Ohio might be the next state to restrict Tesla sales

Laws limiting the sale of Tesla electric vehicles might proliferate throughout the country.

On Tuesday, the state of New Jersey passed legislation banning the direct sale of the vehicles in the state. Now, the state of Ohio may be the next state in the Union to tell Elon Musk that he must follow the same rules demanded of competing auto dealers, reports the Columbus Dispatch.

Although lawmakers have not scheduled a date to vote on the measure, the Ohio legislature has a bill pending that would also restrict the direct sale of Musk’s electric vehicles.

Tesla, unlike most automobile companies, does not sell its vehicles through independent dealers. The Tesla vending model is similar to Apple, which sells its merchandise in its own stores.

Company officials met with Ohio Automobile Dealers Association and state legislators on Tuesday to discuss the proposed legislation.

Tim Doran, president of the Ohio Automobile Dealers Association, told the Ohio Dispatch between Tesla and involved parties in Ohio was polite, but unfruitful.

“It was a cordial meeting,” he said. But “I don’t think that anything new developed.”
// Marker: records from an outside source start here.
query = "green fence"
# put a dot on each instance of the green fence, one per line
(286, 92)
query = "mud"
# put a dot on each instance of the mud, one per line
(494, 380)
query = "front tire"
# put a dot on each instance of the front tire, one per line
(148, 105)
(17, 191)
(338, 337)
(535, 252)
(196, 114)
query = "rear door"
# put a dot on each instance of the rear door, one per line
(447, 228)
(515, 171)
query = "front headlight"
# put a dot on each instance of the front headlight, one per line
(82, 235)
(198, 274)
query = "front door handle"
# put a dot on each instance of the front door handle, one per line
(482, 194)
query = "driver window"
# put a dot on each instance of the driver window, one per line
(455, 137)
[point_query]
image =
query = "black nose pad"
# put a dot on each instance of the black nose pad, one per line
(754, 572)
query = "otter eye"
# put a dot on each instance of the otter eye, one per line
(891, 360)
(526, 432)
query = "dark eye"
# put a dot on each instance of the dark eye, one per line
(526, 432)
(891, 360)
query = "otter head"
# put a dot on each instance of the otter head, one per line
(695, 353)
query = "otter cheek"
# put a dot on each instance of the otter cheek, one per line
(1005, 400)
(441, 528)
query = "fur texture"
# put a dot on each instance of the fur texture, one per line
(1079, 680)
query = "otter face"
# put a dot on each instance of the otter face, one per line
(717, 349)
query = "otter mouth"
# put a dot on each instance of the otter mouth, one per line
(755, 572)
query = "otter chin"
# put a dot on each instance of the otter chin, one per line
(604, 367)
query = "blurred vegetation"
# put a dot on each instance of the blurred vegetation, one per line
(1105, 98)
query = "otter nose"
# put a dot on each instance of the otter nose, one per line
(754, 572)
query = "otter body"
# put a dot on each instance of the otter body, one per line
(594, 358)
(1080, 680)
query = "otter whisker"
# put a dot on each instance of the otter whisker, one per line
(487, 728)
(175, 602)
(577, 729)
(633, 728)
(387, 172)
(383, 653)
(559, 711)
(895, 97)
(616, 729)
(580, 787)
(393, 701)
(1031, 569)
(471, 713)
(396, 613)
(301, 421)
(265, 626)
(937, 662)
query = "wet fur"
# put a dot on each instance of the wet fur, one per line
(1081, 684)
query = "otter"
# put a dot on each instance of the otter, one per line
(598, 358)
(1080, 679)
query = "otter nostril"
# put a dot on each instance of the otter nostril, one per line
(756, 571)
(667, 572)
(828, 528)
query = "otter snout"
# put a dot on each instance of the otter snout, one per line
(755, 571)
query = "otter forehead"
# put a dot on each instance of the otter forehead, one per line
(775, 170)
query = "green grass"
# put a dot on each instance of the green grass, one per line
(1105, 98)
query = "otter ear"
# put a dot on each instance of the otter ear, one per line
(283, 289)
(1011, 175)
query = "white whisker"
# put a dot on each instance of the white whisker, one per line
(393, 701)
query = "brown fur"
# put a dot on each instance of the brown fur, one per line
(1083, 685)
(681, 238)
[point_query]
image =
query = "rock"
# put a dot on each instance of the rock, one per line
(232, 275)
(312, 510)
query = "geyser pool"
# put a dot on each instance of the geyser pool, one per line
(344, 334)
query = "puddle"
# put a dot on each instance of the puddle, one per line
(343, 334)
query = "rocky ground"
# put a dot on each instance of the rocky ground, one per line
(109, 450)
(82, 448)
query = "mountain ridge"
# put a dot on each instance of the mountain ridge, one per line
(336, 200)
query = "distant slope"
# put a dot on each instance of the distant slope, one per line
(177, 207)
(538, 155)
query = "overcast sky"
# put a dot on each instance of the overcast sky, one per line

Diarmuid O’Connell, Tesla’s vice president for business development, told the Dispatch that he appreciated lawmakers’ willingness to meet with him, but was concerned about the future of the company in the state because lawmakers had not budged from their position.

O’Connell indicated that Tesla is willing to be flexible in negotiations.

“I think we’ve acknowledged a really fundamental willingness to engage on this,” he said.

Tesla already has two stores in operation in Ohio — one in Easton and one in Cincinnati — but if Senate Bill 260 in Ohio passes, it would effectively halt the expansion of the automaker in the state.

State lawmakers have reported feeling torn about the issue, not wanting to hinder the success of a growing business, but are also opposed to giving the Silicon Valley-based automaker special treatment.